As a student, Serena was heavily involved in the Maths Department in Trinity College Dublin, acting as a course administrator for Tim Murphy's 061 Practical Computing course.

== Career ==
Corr was made a lecturer at the University of Kent. She spent her first year writing papers and proposals for the Diamond Light Source and ISIS neutron source. Her early work considered ways to design nanostructured materials using organometallic precursors. She demonstrated that magnetic nanoparticles could be used as MRI contrast agents. She held a visiting professorship at the University of Otago.

Corr joined the University of Glasgow as a lecturer in 2013 and was made a professor in 2018. She took part in the science communication competition I'm a Scientist, Get me out of here!. In 2014 she collaborated with Eleanor Schofield to conserve the Mary Rose. She developed multi-functional magnetic nano-composites that could remove the iron ions within waterlogged wood.

In 2013 she edited a chapter for Nanomedicine, Magnetic Nanoparticles for Targeted Cancer Diagnosis and Therapy. Her group look at new insertion electrodes for energy storage. These were formed from nanoparticles, which house lithium ions that can be moved between the cathode and anode. She showed that shape and size of the nanoparticles can impact their electrochemical properties. She uses fast microwave processing and alkoxides for continuous chemical synthesis of next generation battery materials. In 2015 she was awarded a £1.2 million Engineering and Physical Sciences Research Council grant to investigate the reliability of these materials in devices. This involves studying the structure of electrodes and dynamics of ion movement. In 2017 she was made a Training Champion for the Faraday Institution, an academia – industry response to the Faraday Battery Challenge. Her research on battery longevity and how Lithium-ion batteries degrade was covered by The Daily Telegraph.

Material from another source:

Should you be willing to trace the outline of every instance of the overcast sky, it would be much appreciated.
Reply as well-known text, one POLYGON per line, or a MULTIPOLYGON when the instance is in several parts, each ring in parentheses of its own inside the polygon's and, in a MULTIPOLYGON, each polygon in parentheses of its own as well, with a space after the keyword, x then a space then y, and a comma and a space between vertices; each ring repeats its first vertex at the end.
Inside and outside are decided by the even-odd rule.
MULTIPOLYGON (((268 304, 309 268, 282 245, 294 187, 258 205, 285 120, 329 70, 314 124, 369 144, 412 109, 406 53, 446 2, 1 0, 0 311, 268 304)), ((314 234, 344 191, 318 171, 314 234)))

In 2017 Corr was selected as a Royal Society of Chemistry Journal of Materials Chemistry lecturer. She joined the University of Sheffield as a chair in Functional Materials and Professor in Chemical and Biological Engineering in 2018, serving as head of department. She serves on the management board of the Engineering and Physical Sciences Research Council doctoral training centre in energy storage. She is an associate editor of Royal Society of Chemistry journal Nanoscale and the IOP Publishing journal Progress in Energy. In 2019 she gave talks about the chemistry of batteries at the Royal Institution. In 2021 she gave evidence at House of Lords Science and Technology Select Committee for its inquiry into the role of batteries in achieving net zero.

In 2023 she was the winner of the Royal Society of Chemistry's Interdisciplinary Prize. In April 2024, she moved to University College Dublin as Professor of Materials Chemistry. She is a member of the scientific advisory board for the Max Planck Institute for Solid State Research.